I know it has been almost two years since this question was asked, but I just had to figure out the mechanics of bare-metal C++ initialization with GCC myself, so I thought I'd share the details here. There turns out to be a lot of out-of-date or confusing information on the web. For example, the oft-mentioned collect2
wrapper does not appear to be used for ARM ELF targets, since its arbitrary section support enables the approach described below.

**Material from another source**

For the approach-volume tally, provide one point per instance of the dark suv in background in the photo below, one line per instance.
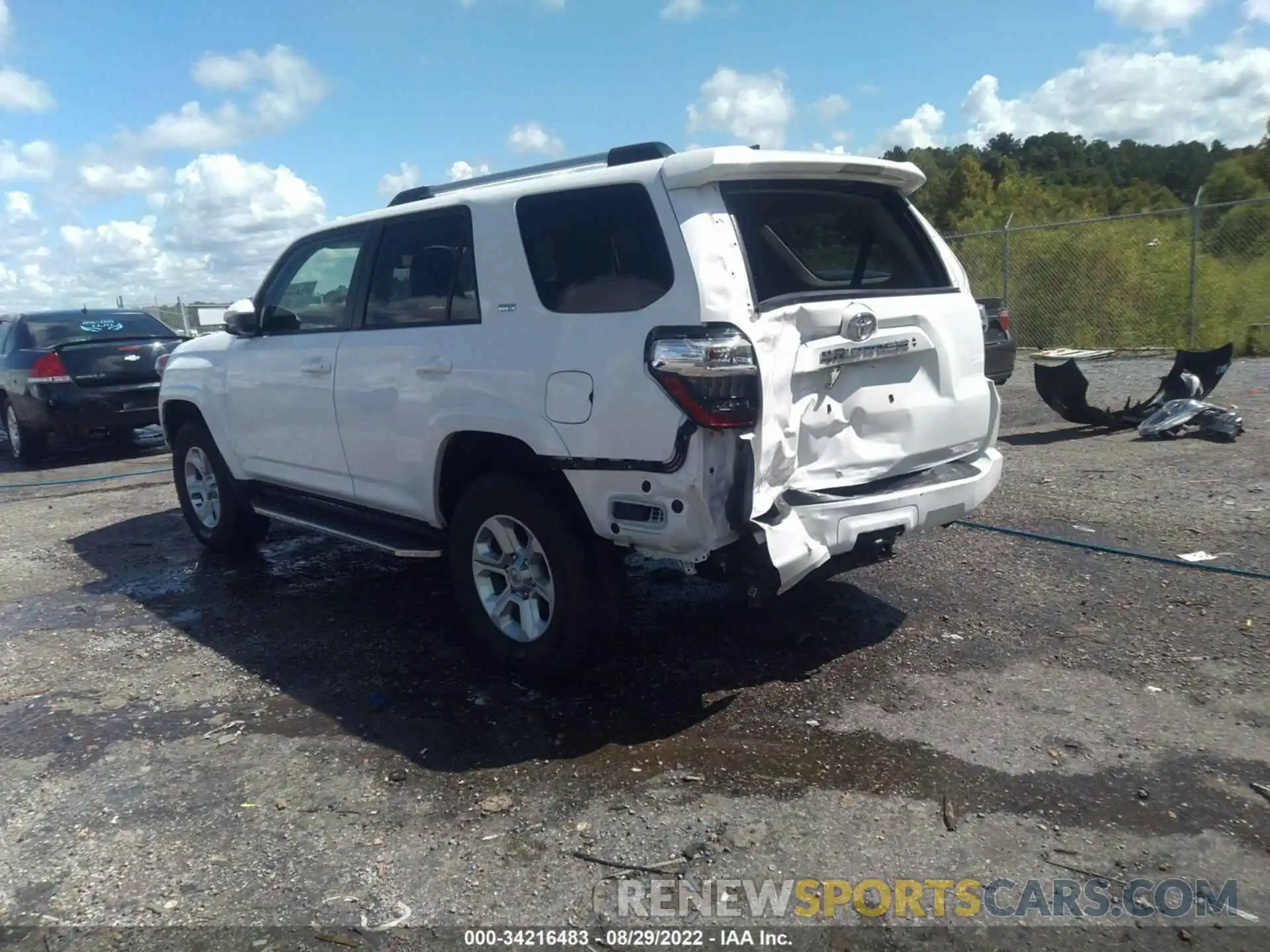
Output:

First, when I compile the code above with the given command line using Sourcery CodeBench Lite 2012.09-63, I do see the correct .init_array
section size of 4:
$ arm-none-eabi-objdump -h foo.o
foo.o: file format elf32-littlearm
Sections:
Idx Name Size VMA LMA File off Algn
...
13 .init_array 00000004 00000000 00000000 0000010c 2**2
CONTENTS, ALLOC, LOAD, RELOC, DATA
...
When I look at the section contents, it just contains 0:
$ arm-none-eabi-objdump -j .init_array -s foo.o
Contents of section .init_array:
0000 00000000 ....
However, there is also a relocation section that sets it correctly to _GLOBAL__sub_I_foo
:
$ arm-none-eabi-objdump -x foo.o
...
RELOCATION RECORDS FOR [.init_array]:
OFFSET TYPE VALUE
00000000 R_ARM_TARGET1 _GLOBAL__sub_I_foo
In general, .init_array
points to all of your _GLOBAL__sub_I_XXX
initializer stubs, each of which calls its own copy of _Z41__static_initialization_and_destruction_0ii
(yes, it is multiply-defined), which calls the constructor with the appropriate arguments.
Because I'm using -nostdlib
in my build, I can't use CodeSourcery's __libc_init_array
to execute the .init_array
for me, so I need to call the static initializers myself:
extern "C"
{
extern void (**__init_array_start)();
extern void (**__init_array_end)();
inline void static_init()
{
for (void (**p)() = __init_array_start; p < __init_array_end; ++p)
(*p)();
}
}
__init_array_start
and __init_array_end
are defined by the linker script:
. = ALIGN(4);
.init_array :
{
__init_array_start = .;
KEEP (*(.init_array*))
__init_array_end = .;
}
This approach seems to work with both the CodeSourcery cross-compiler and native ARM GCC, e.g. in Ubuntu 12.10 for ARM. Supporting both compilers is one reason for using -nostdlib
and not relying on the CodeSourcery CS3 bare-metal support.